Metallica to headline Glastonbury

Veteran thrashers become first heavy metal band to headline the festival

James Hetfield (left) and Kirk Hammett of Metallica performing during the Live Earth Concert at Wembley Stadium. The veteran US rockers have been announced as the Saturday night headliners for this year’s Glastonbury festival. Photograph: Yui Mok/PA Wire

James Hetfield (left) and Kirk Hammett of Metallica performing during the Live Earth Concert at Wembley Stadium. The veteran US rockers have been announced as the Saturday night headliners for this year’s Glastonbury festival. Photograph: Yui Mok/PA Wire

Fri, May 9, 2014, 12:41

Metallica have become the first heavy metal band to headline Glastonbury.

The announcement was made this morning by Glastonbury founder Michael Eavis who said he had wanted to book the band for years.

Metallica will headline the prestigious Saturday night slot at Glastonbury on June 28th. The other headliners are Kasabian and Arcade Fire.

Eavis told BBC 6 Music’s Matt Everitt: “(Metallica) wanted to play for a long, long time and they’re one of the most amazing rock bands in the world, everywhere I go people say ‘When are Metallica going to play?’ I said, ‘They will be here one day’ and this is their time now.”

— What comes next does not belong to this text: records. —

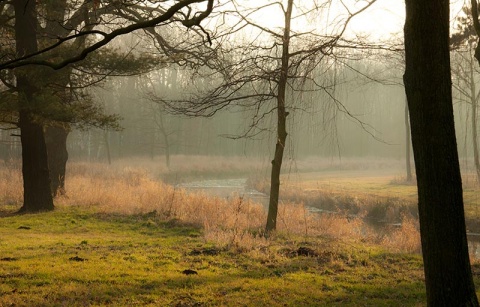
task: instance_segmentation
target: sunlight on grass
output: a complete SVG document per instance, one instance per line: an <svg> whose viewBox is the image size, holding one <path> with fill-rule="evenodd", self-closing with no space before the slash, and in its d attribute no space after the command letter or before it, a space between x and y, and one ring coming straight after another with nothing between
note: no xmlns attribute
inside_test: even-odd
<svg viewBox="0 0 480 307"><path fill-rule="evenodd" d="M188 193L147 168L72 163L67 196L33 215L11 214L18 165L0 173L0 306L424 305L412 187L389 198L386 177L343 192L316 174L286 183L278 231L265 238L262 205ZM372 194L347 193L360 190ZM319 200L345 214L312 213ZM376 228L368 212L401 223Z"/></svg>

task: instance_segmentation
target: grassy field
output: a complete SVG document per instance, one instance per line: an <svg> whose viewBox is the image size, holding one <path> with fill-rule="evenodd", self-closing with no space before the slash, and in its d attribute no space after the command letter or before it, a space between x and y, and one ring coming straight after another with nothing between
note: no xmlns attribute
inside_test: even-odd
<svg viewBox="0 0 480 307"><path fill-rule="evenodd" d="M68 196L33 215L13 214L19 165L0 167L0 306L425 305L414 218L378 231L362 215L306 208L409 207L414 186L363 171L352 179L353 170L287 175L292 203L266 239L261 205L189 194L139 165L73 163ZM476 262L474 276L480 284Z"/></svg>
<svg viewBox="0 0 480 307"><path fill-rule="evenodd" d="M286 234L245 249L209 242L203 229L154 213L98 211L62 206L3 217L0 306L421 306L425 300L418 255Z"/></svg>

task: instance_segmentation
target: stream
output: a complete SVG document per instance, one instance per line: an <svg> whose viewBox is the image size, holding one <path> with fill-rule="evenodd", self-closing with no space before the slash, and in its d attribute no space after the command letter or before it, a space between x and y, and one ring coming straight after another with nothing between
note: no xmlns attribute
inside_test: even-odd
<svg viewBox="0 0 480 307"><path fill-rule="evenodd" d="M244 197L262 204L264 209L268 210L269 196L255 189L248 188L246 178L199 180L178 184L177 187L185 189L186 191L201 191L207 195L226 199L231 197ZM322 210L315 207L307 207L307 209L315 213L334 213L333 211ZM392 224L391 226L399 227L401 224ZM480 259L480 233L469 232L467 235L470 253L476 259Z"/></svg>

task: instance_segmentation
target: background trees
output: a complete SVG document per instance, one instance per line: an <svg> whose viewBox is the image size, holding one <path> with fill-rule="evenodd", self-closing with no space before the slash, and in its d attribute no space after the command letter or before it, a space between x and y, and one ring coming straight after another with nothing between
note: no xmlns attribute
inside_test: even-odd
<svg viewBox="0 0 480 307"><path fill-rule="evenodd" d="M185 0L171 4L171 6L160 3L166 4L166 7L163 8L160 5L154 6L153 9L148 2L133 5L52 1L37 5L32 1L19 0L13 1L13 6L2 5L2 13L5 16L2 20L3 29L8 32L8 29L12 27L13 30L8 33L15 42L7 44L7 48L2 49L0 69L2 69L4 85L16 93L18 100L17 107L13 111L18 114L18 126L21 131L24 179L22 211L53 209L44 128L47 127L48 121L68 122L65 118L70 116L70 120L73 121L73 118L78 116L76 112L70 114L67 112L72 110L69 108L68 101L65 100L69 96L68 92L70 91L71 95L75 86L72 81L74 79L71 74L72 68L67 66L84 60L89 54L110 43L119 35L166 22L181 9L197 2L203 1ZM125 19L117 18L117 13L122 12L130 5L136 7L136 13L147 14L149 18L133 24L129 24ZM205 11L194 15L183 14L181 15L183 18L176 20L181 21L186 27L199 25L200 21L211 12L212 6L213 1L208 1ZM191 8L189 8L189 13L191 13ZM98 39L98 37L101 38ZM8 46L15 46L15 51ZM103 52L105 51L103 50ZM90 60L90 71L94 71L98 62L95 63L95 57L92 56L88 60ZM9 73L5 72L5 69L14 70ZM53 72L52 69L58 71ZM78 67L76 69L79 70ZM55 82L49 81L50 78L55 79ZM15 82L10 82L13 80ZM49 88L49 92L43 91L44 88ZM12 95L7 96L13 98ZM10 106L10 104L8 105ZM87 106L85 110L85 105L83 105L80 106L80 109L80 114L82 114L80 117L83 119L86 115L86 119L91 120L92 116L95 117L95 114L98 114L97 110L91 106ZM62 129L65 128L65 124L52 127ZM46 131L52 131L52 129ZM68 131L68 128L63 130L64 133L52 133L49 138L62 137L65 139L68 134L65 132ZM59 140L53 143L63 144L65 142ZM54 152L59 151L52 148L51 155ZM51 163L58 160L66 162L64 152ZM61 167L52 169L62 170ZM61 184L61 179L59 184ZM54 187L54 192L56 190L57 188Z"/></svg>
<svg viewBox="0 0 480 307"><path fill-rule="evenodd" d="M157 98L173 113L190 116L212 116L232 106L248 108L253 111L253 116L244 136L261 133L260 123L272 114L276 115L276 145L271 162L266 232L276 228L280 173L287 145L287 116L295 110L309 107L302 102L302 92L323 91L328 99L338 102L333 94L335 84L328 84L332 79L321 79L334 62L335 48L342 44L343 48L355 48L354 43L342 40L342 35L349 21L372 3L366 2L353 12L345 7L345 16L338 23L316 30L319 25L309 24L308 18L326 15L327 2L314 1L310 6L300 7L289 0L242 7L242 4L232 1L235 10L227 16L234 20L233 26L224 35L236 35L240 29L246 28L251 29L257 39L244 39L245 43L237 46L226 42L220 45L215 55L221 60L216 61L218 65L209 67L203 78L195 78L198 93L192 94L192 97L175 100ZM266 9L276 9L283 16L281 29L252 19L252 16L262 14ZM307 29L296 30L292 25L294 21L297 27ZM337 107L351 116L341 103Z"/></svg>
<svg viewBox="0 0 480 307"><path fill-rule="evenodd" d="M453 121L449 2L406 1L410 110L429 306L478 306L468 256Z"/></svg>

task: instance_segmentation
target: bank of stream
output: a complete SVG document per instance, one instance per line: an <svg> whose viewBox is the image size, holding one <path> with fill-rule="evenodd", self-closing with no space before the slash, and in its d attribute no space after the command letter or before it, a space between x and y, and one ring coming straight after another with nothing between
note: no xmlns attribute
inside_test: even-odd
<svg viewBox="0 0 480 307"><path fill-rule="evenodd" d="M268 210L269 196L265 193L259 192L253 188L248 187L246 178L235 179L210 179L191 181L182 184L178 184L177 187L192 192L203 192L207 195L232 198L243 197L244 199L250 199L256 203L262 204L265 210ZM340 211L332 210L331 206L322 208L321 205L306 206L307 210L316 214L338 214ZM352 216L353 217L353 216ZM401 227L401 216L394 218L394 220L379 219L371 217L368 214L364 216L365 222L374 226L379 231L386 231L387 228L395 229ZM468 232L468 240L471 254L479 259L480 258L480 232Z"/></svg>

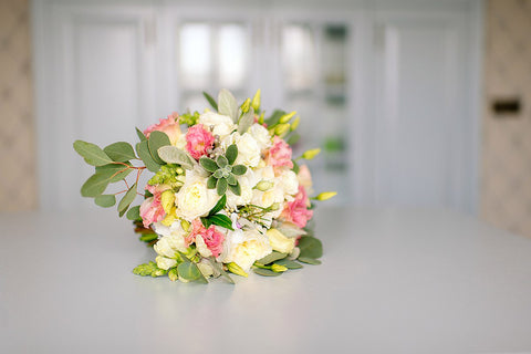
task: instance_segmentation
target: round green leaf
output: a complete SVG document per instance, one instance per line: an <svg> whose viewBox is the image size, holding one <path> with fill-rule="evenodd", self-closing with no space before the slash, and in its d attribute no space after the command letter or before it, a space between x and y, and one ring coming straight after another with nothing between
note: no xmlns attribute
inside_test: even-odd
<svg viewBox="0 0 531 354"><path fill-rule="evenodd" d="M105 154L108 155L113 160L117 163L125 163L129 159L136 158L135 150L129 143L118 142L106 146L104 149Z"/></svg>
<svg viewBox="0 0 531 354"><path fill-rule="evenodd" d="M94 202L103 208L110 208L116 204L116 197L114 195L101 195L94 198Z"/></svg>
<svg viewBox="0 0 531 354"><path fill-rule="evenodd" d="M299 254L300 258L317 259L323 256L323 244L314 237L301 237L298 247L301 250L301 253Z"/></svg>
<svg viewBox="0 0 531 354"><path fill-rule="evenodd" d="M155 131L149 134L149 138L147 139L147 147L149 148L149 154L152 154L155 163L159 165L165 164L165 162L158 156L158 149L167 145L170 145L170 143L169 137L166 135L166 133Z"/></svg>

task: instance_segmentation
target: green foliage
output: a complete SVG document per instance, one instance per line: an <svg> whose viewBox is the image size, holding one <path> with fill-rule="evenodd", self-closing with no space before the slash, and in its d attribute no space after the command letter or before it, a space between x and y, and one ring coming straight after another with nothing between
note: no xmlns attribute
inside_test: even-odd
<svg viewBox="0 0 531 354"><path fill-rule="evenodd" d="M149 148L149 154L153 157L153 160L158 165L164 165L165 162L158 156L158 149L163 146L170 145L169 137L166 133L155 131L149 134L147 139L147 147Z"/></svg>
<svg viewBox="0 0 531 354"><path fill-rule="evenodd" d="M299 254L299 260L301 258L313 258L317 259L323 256L323 244L321 240L311 237L311 236L303 236L299 239L299 249L301 253Z"/></svg>
<svg viewBox="0 0 531 354"><path fill-rule="evenodd" d="M140 264L135 269L133 269L134 274L142 275L142 277L147 277L147 275L152 275L154 278L162 277L162 275L165 275L167 272L168 272L167 270L158 268L157 263L153 261L150 261L149 263Z"/></svg>
<svg viewBox="0 0 531 354"><path fill-rule="evenodd" d="M216 102L214 102L214 103L216 103ZM216 111L218 111L217 106L218 105L216 105ZM196 125L198 121L199 121L199 112L194 112L194 113L188 112L188 113L181 114L179 116L179 123L180 124L186 124L188 126Z"/></svg>
<svg viewBox="0 0 531 354"><path fill-rule="evenodd" d="M159 170L160 165L153 159L152 154L149 153L148 140L143 140L136 144L136 153L148 170L152 173Z"/></svg>
<svg viewBox="0 0 531 354"><path fill-rule="evenodd" d="M85 159L85 163L92 166L103 166L113 162L104 150L92 143L75 140L74 149Z"/></svg>
<svg viewBox="0 0 531 354"><path fill-rule="evenodd" d="M212 108L215 111L218 111L218 104L216 103L216 100L212 98L212 96L210 96L208 93L206 92L202 92L202 95L205 96L205 98L207 98L208 103L210 103L210 105L212 106Z"/></svg>
<svg viewBox="0 0 531 354"><path fill-rule="evenodd" d="M121 216L124 215L124 212L129 208L129 205L135 200L136 198L136 184L131 186L131 188L125 192L124 197L118 204L118 212Z"/></svg>
<svg viewBox="0 0 531 354"><path fill-rule="evenodd" d="M218 112L222 115L232 118L232 122L238 121L238 103L235 96L226 88L222 88L218 94Z"/></svg>
<svg viewBox="0 0 531 354"><path fill-rule="evenodd" d="M166 145L158 149L158 156L167 164L177 164L186 169L192 169L196 162L178 147Z"/></svg>
<svg viewBox="0 0 531 354"><path fill-rule="evenodd" d="M131 144L125 142L118 142L106 146L104 149L105 154L111 157L114 162L125 163L129 159L136 158L135 150Z"/></svg>
<svg viewBox="0 0 531 354"><path fill-rule="evenodd" d="M140 206L136 206L127 210L127 215L125 216L128 220L135 221L140 219Z"/></svg>
<svg viewBox="0 0 531 354"><path fill-rule="evenodd" d="M287 253L280 253L280 252L277 252L277 251L272 251L271 253L269 253L264 258L259 259L257 262L266 266L266 264L272 263L274 261L281 260L281 259L285 258L287 256L288 256Z"/></svg>
<svg viewBox="0 0 531 354"><path fill-rule="evenodd" d="M94 198L94 202L103 208L111 208L116 204L115 195L101 195Z"/></svg>

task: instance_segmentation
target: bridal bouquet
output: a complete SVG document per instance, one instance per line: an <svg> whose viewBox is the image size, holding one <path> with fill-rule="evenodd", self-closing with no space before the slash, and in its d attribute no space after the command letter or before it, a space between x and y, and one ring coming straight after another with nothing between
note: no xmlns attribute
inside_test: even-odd
<svg viewBox="0 0 531 354"><path fill-rule="evenodd" d="M155 261L136 267L139 275L167 275L183 282L207 282L229 273L280 275L302 263L319 264L322 244L308 221L313 198L312 178L303 159L319 149L292 157L289 143L298 139L295 112L274 111L264 118L260 91L239 105L221 90L212 110L173 113L144 132L135 148L118 142L100 148L76 140L74 149L92 166L81 188L101 207L116 205L153 246ZM139 177L154 175L139 187ZM105 194L110 184L125 186ZM132 206L137 196L144 200Z"/></svg>

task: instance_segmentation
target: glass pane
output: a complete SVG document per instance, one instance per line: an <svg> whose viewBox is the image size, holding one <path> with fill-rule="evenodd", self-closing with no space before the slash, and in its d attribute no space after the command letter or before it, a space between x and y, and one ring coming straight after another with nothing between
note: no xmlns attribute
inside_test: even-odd
<svg viewBox="0 0 531 354"><path fill-rule="evenodd" d="M212 63L210 28L187 23L179 33L179 80L181 87L205 87L210 82Z"/></svg>
<svg viewBox="0 0 531 354"><path fill-rule="evenodd" d="M247 75L248 35L240 24L223 24L218 32L218 71L221 87L241 87Z"/></svg>
<svg viewBox="0 0 531 354"><path fill-rule="evenodd" d="M311 90L315 84L315 39L310 27L282 29L282 66L288 90Z"/></svg>

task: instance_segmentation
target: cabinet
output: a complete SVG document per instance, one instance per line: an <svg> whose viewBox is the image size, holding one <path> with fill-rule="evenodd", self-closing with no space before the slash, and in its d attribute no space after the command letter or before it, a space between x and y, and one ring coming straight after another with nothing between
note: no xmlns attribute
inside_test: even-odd
<svg viewBox="0 0 531 354"><path fill-rule="evenodd" d="M34 1L41 205L91 206L74 139L134 140L201 91L261 87L301 115L295 155L323 149L332 202L473 212L479 1L402 2Z"/></svg>

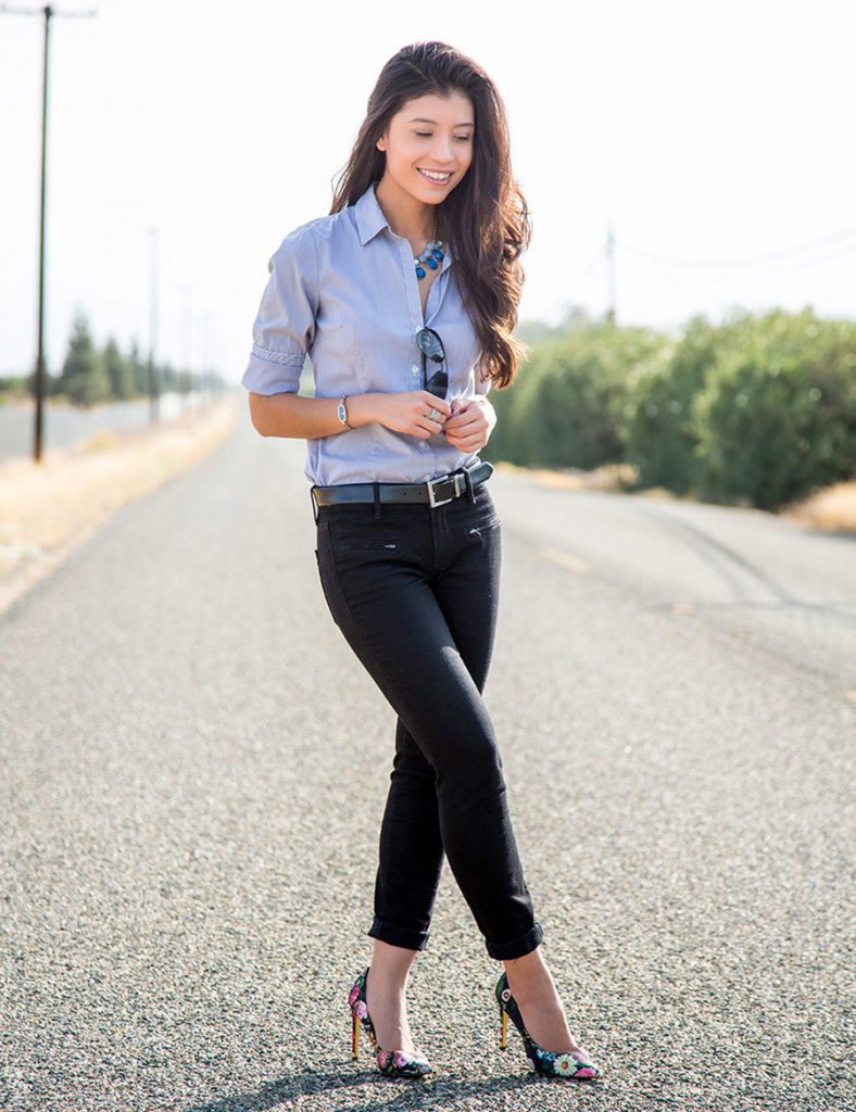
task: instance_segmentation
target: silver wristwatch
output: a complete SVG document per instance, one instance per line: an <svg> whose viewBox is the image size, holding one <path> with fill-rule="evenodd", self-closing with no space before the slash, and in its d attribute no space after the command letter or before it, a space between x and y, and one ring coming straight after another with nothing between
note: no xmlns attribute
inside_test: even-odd
<svg viewBox="0 0 856 1112"><path fill-rule="evenodd" d="M341 401L339 403L339 406L338 406L336 413L339 415L339 420L342 423L342 425L346 428L349 428L349 429L352 430L354 426L348 424L348 410L345 408L345 399L347 397L348 397L347 394L342 394Z"/></svg>

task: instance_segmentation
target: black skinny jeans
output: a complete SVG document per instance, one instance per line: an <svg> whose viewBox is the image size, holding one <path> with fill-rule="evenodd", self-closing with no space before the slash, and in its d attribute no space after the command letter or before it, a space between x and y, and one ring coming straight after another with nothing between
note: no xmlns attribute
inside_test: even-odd
<svg viewBox="0 0 856 1112"><path fill-rule="evenodd" d="M317 510L334 622L398 715L368 934L424 950L444 852L488 954L540 943L481 697L496 632L500 522L487 484L442 506Z"/></svg>

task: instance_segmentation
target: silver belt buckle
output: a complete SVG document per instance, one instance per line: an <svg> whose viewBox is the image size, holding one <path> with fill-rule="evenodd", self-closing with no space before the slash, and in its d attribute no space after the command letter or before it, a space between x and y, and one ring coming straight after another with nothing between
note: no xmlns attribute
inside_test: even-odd
<svg viewBox="0 0 856 1112"><path fill-rule="evenodd" d="M428 502L430 503L431 509L435 506L445 506L447 502L451 502L452 498L457 498L460 494L458 489L458 479L461 478L460 475L441 475L438 479L427 479L426 486L428 487ZM455 494L449 498L440 498L439 500L435 497L434 488L435 484L451 483L455 487Z"/></svg>

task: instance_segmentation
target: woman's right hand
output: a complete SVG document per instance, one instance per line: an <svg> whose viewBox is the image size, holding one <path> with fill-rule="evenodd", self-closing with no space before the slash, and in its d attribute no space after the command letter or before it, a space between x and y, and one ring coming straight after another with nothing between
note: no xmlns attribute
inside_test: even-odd
<svg viewBox="0 0 856 1112"><path fill-rule="evenodd" d="M437 409L440 420L431 420L428 414ZM451 406L428 390L405 390L401 394L378 394L375 399L375 420L394 433L409 433L427 440L432 433L442 431L446 420L451 417Z"/></svg>

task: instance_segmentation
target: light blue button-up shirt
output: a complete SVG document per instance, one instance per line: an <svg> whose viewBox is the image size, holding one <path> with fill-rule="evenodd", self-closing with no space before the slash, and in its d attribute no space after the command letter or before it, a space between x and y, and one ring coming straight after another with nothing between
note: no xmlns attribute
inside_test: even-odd
<svg viewBox="0 0 856 1112"><path fill-rule="evenodd" d="M446 399L487 394L478 336L448 244L444 249L422 320L412 249L389 227L374 183L355 205L300 225L268 261L242 385L255 394L296 394L309 355L319 398L419 390L416 334L427 325L446 349ZM439 366L427 360L428 377ZM424 440L371 421L308 439L305 474L319 486L419 483L478 461L478 453L459 450L442 434Z"/></svg>

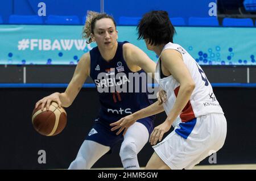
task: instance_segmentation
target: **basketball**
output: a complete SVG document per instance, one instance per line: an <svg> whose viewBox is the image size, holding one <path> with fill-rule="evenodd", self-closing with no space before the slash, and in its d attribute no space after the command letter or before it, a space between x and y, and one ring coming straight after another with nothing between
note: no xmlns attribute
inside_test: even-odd
<svg viewBox="0 0 256 181"><path fill-rule="evenodd" d="M55 136L65 128L67 124L67 113L62 107L54 102L51 103L48 111L46 107L41 110L42 104L32 113L32 124L35 129L44 136Z"/></svg>

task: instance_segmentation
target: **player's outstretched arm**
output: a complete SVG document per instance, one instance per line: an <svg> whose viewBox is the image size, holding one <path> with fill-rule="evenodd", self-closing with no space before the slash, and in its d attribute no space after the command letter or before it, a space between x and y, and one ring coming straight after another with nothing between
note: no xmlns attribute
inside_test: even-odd
<svg viewBox="0 0 256 181"><path fill-rule="evenodd" d="M55 92L39 100L35 104L35 108L42 104L42 109L46 106L49 109L52 101L56 102L59 107L68 107L72 103L79 91L82 88L87 77L90 74L90 54L84 54L76 66L73 77L64 92Z"/></svg>
<svg viewBox="0 0 256 181"><path fill-rule="evenodd" d="M195 83L191 75L183 62L181 54L173 49L166 49L161 54L163 65L167 68L174 78L180 83L180 88L172 109L166 120L155 127L150 137L150 142L154 145L161 141L163 134L171 128L171 125L180 114L187 104L195 89Z"/></svg>
<svg viewBox="0 0 256 181"><path fill-rule="evenodd" d="M154 103L142 110L138 111L131 115L121 119L115 123L110 124L110 126L114 127L111 129L111 131L113 131L119 128L119 131L116 133L117 134L119 134L124 129L125 129L123 134L124 135L128 128L136 122L137 120L156 115L163 111L164 108L163 104L159 104L159 102L156 101Z"/></svg>
<svg viewBox="0 0 256 181"><path fill-rule="evenodd" d="M156 64L142 50L130 43L125 44L123 49L127 61L139 66L146 73L151 73L152 77L155 77Z"/></svg>

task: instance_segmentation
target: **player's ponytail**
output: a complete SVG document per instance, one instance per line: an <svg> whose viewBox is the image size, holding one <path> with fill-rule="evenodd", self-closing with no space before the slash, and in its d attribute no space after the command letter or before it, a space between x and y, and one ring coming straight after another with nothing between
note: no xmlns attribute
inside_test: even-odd
<svg viewBox="0 0 256 181"><path fill-rule="evenodd" d="M97 20L102 18L111 19L114 25L117 27L117 23L114 18L106 13L99 13L95 11L87 11L86 20L85 21L85 25L82 30L82 36L84 39L87 39L87 43L91 43L92 42L90 35L94 33L93 30L95 27L95 23Z"/></svg>
<svg viewBox="0 0 256 181"><path fill-rule="evenodd" d="M97 17L99 14L100 13L95 11L87 11L86 20L82 30L82 37L87 39L86 43L88 44L92 42L92 37L90 37L90 34L93 33L92 32L92 22L93 19Z"/></svg>

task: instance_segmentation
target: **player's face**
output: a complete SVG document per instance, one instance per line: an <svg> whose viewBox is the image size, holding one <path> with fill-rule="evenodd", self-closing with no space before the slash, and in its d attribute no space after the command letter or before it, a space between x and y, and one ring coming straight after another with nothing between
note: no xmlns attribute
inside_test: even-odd
<svg viewBox="0 0 256 181"><path fill-rule="evenodd" d="M109 49L116 45L117 32L113 20L109 18L103 18L96 22L92 38L98 47Z"/></svg>

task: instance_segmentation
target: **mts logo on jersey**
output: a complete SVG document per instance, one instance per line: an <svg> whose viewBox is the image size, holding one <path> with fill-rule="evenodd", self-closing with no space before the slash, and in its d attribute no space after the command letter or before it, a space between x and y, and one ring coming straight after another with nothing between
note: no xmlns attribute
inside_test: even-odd
<svg viewBox="0 0 256 181"><path fill-rule="evenodd" d="M117 113L118 115L122 115L123 112L125 113L132 114L133 113L130 111L130 108L127 108L125 110L120 108L120 109L118 110L112 110L112 109L108 109L108 112L112 112L113 113Z"/></svg>
<svg viewBox="0 0 256 181"><path fill-rule="evenodd" d="M96 86L98 88L120 86L130 82L124 73L118 73L116 76L115 75L115 68L106 69L106 73L99 73L97 79L94 80Z"/></svg>

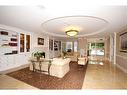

Glastonbury has traditionally shied away from booking metal acts mostly because acts such as Metallica usually headline hard rock festivals such as Download or Sonisphere.

Drummer Lars Ulrich said Glastonbury was the one festival that had eluded them over the years and that they would have the challenge of winning over a sceptical audience.

He told the Guardian: “ Isn’t it wonderful, 33 years in, to be able to place yourself in situations where that’s even a distinct possibility that you actually have to go and, like you say, win people over?”

“I don’t know if the competitive fire burns with quite the same spark as it did 20 years ago, so I don’t know if we’re as concerned about that stuff as we used to be. But obviously, playing to any people who may not be overly familiar with what you’re doing is always interesting.”

Metallica were one of the pioneers of thrash metal which emerged in the early 1980s from the Bay Area of San Francisco. They produced a quartet of albums, Kill ‘Em All, Ride the Lightning, Master of Puppets and And Justice for All which are among the best metal albums of all time, but transcended the genre with the release of their fifth album, known as the Black album which gave them mainstream success with the singles Enter Sandman and Nothing Else Matters.

In 2003 they featured in the documentary Some Kind of Monster which showed the band in the throes of an existential breakdown while making the ill-fated album St Anger.

They survived the crisis. Their last studio album Death Magnetic was released in 2009.